Her medical therapy was amplified to include generic latanoprost, brimonidine 0.2%, and dorzolamide/ timolol fixed combination. This brought her IOP consistently down to the 09-10 mm range in each eye. She was referred for low vision rehabilitation and mobility training but chose not to go. For over two years of medical management, her visual fields and acuity remained stable. Then her visits became sporadic and she ceased retuning altogether, but refill requests came in from her pharmacy on a regular basis for the next 4 years. All of her medications were refilled when requested due to the harm that would be caused by a denial, but she refrained from scheduling an office visit. She was finally lost to follow up 2 years ago.
When faced with very advanced glaucoma, it is important to remember that if you can significantly lower IOP (by any acceptable modality) and keep it down, patients are not necessarily condemned to blindness and can remain stable.
How is her liver function, heavy metal toxicity, dental infections (root canals), nutrition, emotional health ?
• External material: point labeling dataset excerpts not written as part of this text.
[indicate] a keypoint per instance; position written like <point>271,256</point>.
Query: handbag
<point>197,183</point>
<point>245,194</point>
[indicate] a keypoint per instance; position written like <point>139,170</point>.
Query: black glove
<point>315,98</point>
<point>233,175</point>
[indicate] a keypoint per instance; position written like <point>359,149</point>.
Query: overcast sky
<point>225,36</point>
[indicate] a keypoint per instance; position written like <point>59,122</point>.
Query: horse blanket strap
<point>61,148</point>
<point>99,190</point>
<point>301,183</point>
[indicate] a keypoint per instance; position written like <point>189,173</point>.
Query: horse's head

Why is it stated that SLT would not have significant impact in her case. No reasons were noted to back that assumption – lack of pigmentation, narrow angles, etc. While SLT may not have left her topical rx-free, it may have lessened the drug load by one or two meds. It may also have given her some baseline effect if she were non-compliant to the dosing schedule.
It was meant that SLT would not be an effective stand alone option. Also, patients with advanced disease and multiple meds typically fail on SLT within a year.